Where in the article does it say they aren't running Control's DLSS solution on the tensor cores, or that this isn't using Machine Learning? Machine learning means training the algorithm. This isn't a compute based solution. It's still DLSS.

"Deep Learning: The Future of Super Resolution
Deep learning holds incredible promise for the next chapter of super resolution. Hand engineered algorithms are fast and can do a fair job of approximating AI. But they’re brittle and prone to failure in corner cases."

They show several examples of their approximation breaking. They also end the article by stating that Turing's tensor cores and ready and waiting to be used.
 
"Deep Learning: The Future of Super Resolution
Deep learning holds incredible promise for the next chapter of super resolution. Hand engineered algorithms are fast and can do a fair job of approximating AI. But they’re brittle and prone to failure in corner cases."

They show several examples of their approximation breaking.

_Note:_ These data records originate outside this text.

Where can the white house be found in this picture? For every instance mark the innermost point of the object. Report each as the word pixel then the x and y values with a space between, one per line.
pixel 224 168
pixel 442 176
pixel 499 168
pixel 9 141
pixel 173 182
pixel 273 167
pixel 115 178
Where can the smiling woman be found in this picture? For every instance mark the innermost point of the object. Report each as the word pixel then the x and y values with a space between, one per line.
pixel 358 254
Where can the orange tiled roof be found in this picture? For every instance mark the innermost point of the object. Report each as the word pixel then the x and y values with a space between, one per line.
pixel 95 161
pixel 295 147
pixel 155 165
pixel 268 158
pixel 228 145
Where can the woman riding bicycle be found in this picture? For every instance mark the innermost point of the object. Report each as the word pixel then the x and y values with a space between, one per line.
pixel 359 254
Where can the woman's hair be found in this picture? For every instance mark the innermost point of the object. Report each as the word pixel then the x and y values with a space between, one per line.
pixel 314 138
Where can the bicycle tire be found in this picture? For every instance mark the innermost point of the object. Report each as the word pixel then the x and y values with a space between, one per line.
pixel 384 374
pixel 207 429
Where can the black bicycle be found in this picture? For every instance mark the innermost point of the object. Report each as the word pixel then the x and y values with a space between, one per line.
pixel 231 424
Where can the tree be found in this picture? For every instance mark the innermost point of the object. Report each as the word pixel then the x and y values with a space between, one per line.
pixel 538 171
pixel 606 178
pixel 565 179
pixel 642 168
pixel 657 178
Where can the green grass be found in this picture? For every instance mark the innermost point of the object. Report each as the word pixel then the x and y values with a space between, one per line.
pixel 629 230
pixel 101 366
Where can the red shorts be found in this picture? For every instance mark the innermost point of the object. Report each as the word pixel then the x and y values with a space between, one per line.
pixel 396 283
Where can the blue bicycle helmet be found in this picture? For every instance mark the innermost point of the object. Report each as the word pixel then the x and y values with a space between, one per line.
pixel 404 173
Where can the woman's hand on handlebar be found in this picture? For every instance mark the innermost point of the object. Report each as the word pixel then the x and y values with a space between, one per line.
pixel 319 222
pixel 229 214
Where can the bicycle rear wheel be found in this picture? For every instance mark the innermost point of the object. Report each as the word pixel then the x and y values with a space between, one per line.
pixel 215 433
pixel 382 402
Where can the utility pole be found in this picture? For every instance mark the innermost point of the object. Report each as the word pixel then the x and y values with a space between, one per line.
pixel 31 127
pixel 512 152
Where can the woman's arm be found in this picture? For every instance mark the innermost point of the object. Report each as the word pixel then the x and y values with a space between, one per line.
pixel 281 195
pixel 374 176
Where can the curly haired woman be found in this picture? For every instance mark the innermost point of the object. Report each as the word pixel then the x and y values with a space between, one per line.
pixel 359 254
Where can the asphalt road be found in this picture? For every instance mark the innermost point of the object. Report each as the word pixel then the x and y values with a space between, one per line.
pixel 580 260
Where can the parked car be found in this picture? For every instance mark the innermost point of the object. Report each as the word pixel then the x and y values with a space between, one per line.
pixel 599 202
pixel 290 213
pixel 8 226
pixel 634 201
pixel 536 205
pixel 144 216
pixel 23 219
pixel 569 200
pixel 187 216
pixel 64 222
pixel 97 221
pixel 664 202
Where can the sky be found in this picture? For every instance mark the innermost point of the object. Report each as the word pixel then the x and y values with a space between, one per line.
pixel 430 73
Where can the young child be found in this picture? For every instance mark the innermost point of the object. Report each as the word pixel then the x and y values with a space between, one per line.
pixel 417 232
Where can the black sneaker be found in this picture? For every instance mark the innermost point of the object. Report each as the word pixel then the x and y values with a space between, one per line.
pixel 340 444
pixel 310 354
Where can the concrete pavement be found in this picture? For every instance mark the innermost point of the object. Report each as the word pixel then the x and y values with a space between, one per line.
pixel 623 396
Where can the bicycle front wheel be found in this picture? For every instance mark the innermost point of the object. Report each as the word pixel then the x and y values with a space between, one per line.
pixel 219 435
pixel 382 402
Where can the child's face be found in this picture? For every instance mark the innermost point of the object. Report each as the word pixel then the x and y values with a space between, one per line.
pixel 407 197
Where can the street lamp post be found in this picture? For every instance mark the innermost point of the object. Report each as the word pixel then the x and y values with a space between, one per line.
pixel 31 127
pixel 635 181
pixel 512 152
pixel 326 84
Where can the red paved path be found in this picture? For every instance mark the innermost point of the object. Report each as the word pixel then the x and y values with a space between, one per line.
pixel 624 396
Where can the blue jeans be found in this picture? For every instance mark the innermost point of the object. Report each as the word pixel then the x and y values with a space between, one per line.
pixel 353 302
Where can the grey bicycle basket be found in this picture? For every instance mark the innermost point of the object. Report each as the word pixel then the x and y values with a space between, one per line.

They also end the article by stating that Turing's tensor cores and ready and waiting to be used.

Our next step is optimizing our AI research model to run at higher FPS. Turing’s 110 Tensor teraflops are ready and waiting for this next round of innovation. When it arrives, we’ll deploy the latest enhancements to gamers via our Game Ready Drivers.

You take that at meaning they aren't being used in Control? lol no. They're saying those cores are there and they're capable of the next round of improvements coming to DLSS which is a more optimized version of their AI research model. It's also a way of reassuring people that they wont need a next gen GPU to handle these improvements when they come. Their AI model utilizes deep learning to train their Image Processing algorithm. The goal is to get that high quality of the AI model performant enough so that it can run on the tensor cores.
 
You take that at meaning they aren't being used in Control? lol no. They're saying those cores are there and they're capable of the next round of improvements coming to DLSS which is a more optimized version of their AI research model. It's also a way of reassuring people that they wont need a next gen GPU to handle these improvements when they come. Their AI model utilizes deep learning to train their Image Processing algorithm. The goal is to get that high quality of the AI model performant enough so that it can run on the tensor cores.

I disagree for several reasons.

1. All previous DLSS implementations have been rather expensive. Suddenly this one has the same performance as basic upscaling.
2. The various selectable resolutions from which to upscale resulting in more combinations to train than previous titles.
4. Its now usable at all performance levels and provides an improvement regardless of how long other parts of the GPU require to process a frame.
3. There would be no need for the article.
 
I disagree for several reasons.

1. All previous DLSS implementations have been rather expensive. Suddenly this one has the same performance as basic upscaling.
2. The various selectable resolutions from which to upscale resulting in more combinations to train than previous titles.
4. Its now usable at all performance levels and provides an improvement regardless of how long other parts of the GPU require to process a frame.
3. There would be no need for the article.

A new algorithm could explain away all what you just wrote though. I mean, they literally state that they need to get it to a performance budget small enough that it can run on the tensor cores. That implies that they are using them.. and want to continue using them.
 
A new algorithm could explain away all what you just wrote though. I mean, they literally state that they need to get it to a performance budget small enough that it can run on the tensor cores. That implies that they are using them.. and want to continue using them.

They mention performance budget but they dont reference tensor cores at all in that context. Its certainly possible they are being used but if i had to bet given the available info, id bet against.